Soy un forastero, ojos hospitalarios me observan como la imagen perfecta para proyectar los sinceros deseos de amparar, o quizás limpiar o definitivamente borrar tu inamovible moralidad. Partes ignoradas de nosotros mismos son también gentiles ciudadanas del mundo. Bosque es lugar de soledad, embrollos, curación, regresión, grandiosidad y obstrucción, crecimiento espontáneo y continua putrefacción. Campanas despiertan sentidos y espíritus, buenas nuevas garantes de un equilibrio armónico de la naturaleza con la vida humana. Te piden la renuncia de aquel Dios de las seguridades.  Sustitúyelas  por la contemplación de tus irresoluciones, allí encontraras el altar de tu yo profundo y real. Antiguos libros hablan de las ramas como aquel lugar donde abandonamos a los cuerpos vivos y a los ya muertos.
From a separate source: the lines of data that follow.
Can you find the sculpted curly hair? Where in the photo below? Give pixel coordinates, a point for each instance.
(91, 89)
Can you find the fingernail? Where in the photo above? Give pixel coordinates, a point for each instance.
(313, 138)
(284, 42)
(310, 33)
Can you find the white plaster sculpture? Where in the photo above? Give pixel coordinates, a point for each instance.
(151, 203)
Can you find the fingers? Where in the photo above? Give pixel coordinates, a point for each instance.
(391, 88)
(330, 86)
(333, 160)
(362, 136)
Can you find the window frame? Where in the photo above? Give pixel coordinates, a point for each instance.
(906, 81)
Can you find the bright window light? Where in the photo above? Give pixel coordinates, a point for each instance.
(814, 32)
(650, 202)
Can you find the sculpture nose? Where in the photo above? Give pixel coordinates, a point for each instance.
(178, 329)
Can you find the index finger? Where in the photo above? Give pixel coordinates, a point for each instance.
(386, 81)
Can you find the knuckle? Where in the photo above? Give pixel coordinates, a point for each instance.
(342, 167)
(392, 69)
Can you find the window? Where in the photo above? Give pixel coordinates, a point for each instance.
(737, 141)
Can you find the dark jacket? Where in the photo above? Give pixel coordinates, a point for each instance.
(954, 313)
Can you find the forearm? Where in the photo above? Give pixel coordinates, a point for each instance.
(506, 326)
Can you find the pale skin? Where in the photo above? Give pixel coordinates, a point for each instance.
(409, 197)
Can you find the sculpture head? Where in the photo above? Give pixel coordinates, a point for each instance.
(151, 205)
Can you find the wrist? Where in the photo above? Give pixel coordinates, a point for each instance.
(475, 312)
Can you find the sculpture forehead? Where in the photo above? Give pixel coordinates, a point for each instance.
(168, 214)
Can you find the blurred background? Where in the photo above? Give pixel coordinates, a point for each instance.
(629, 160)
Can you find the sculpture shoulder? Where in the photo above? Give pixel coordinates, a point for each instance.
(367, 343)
Son las ramas un lugar de compartir tus flores y frutos, grandes costillas en el que se resguarda el corazón luminoso. Nuestros rostros son expresión, que miran a lo alto como esperando el renovador rocío, sagrada humedad,  presagio de la autorealización. Humedad que anuncia el regreso del alma, una circular orientación hacia la fructífera originalidad de la naturaleza para refrescar y reanimar aquella personalidad marchita por la inconsciencia y la materialidad. Hay un culmine del ceremonioso caminar hacia la noche más oscura, aquel íntimo, pero temible lugar en el que solo nosotros percibimos.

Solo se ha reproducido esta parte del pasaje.